The local energy in British politics
Despite the government’s recent cuts to clean energy subsidies, the future for energy supply is local, integrated and renewable.
Much of the dynamism in contemporary British politics is to be found in local government, and there are few better examples of this than energy policy. Instead of demanding the renationalisation of energy firms, innovative local authorities have been quietly getting on with setting up their own municipal not-for-profit companies to supply local citizens.
At the head of the pack is Nottingham City Council, which has announced plans for a Robin Hood energy company. This will use locally generated energy topped up with gas and electricity from the open market to offer competitive tariffs that could save customers on their energy bills. Their aim is to sign up 10,000 customers a month.

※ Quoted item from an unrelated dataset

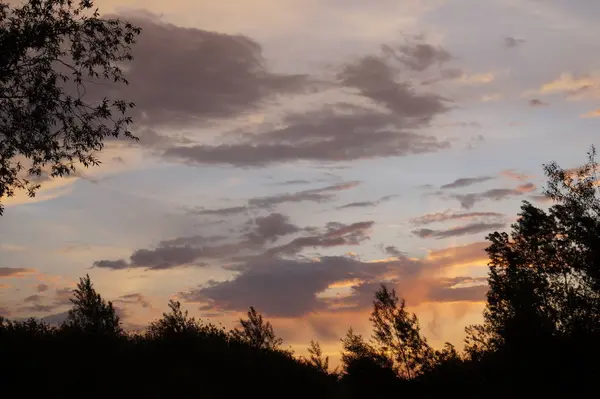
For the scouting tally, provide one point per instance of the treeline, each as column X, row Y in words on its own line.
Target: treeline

For a market that is currently under investigation by the Competition and Markets Authority, this is a very welcome development. The relatively high levels of trust that communities have in their local councils means that municipal-energy suppliers could prove to be very popular. They could thus disrupt the energy market, providing important new sources of innovation and competition.
Municipal engagement in energy supply could also unlock the potential of local generation and generate a much needed new source of income for local authorities and councils. Last year, IPPR published City energy, a study of this emerging new trend. It showed that many other local authorities and councils are already starting to play a substantive and innovative role in Britain’s energy market – tackling fuel poverty, investing in local clean energy and benefitting the local economy.
One example is Our Power, a grouping of 35 housing associations and local authorities in Scotland, who plan to launch as a supplier at the end of 2015. They have been backed with a repayable loan from the Scottish government. This is the kind of support that central government can usefully provide to really unlock the potential of municipal energy.
Despite the government’s recent cuts to clean energy subsidies, this is the future for energy supply: local, integrated and renewable.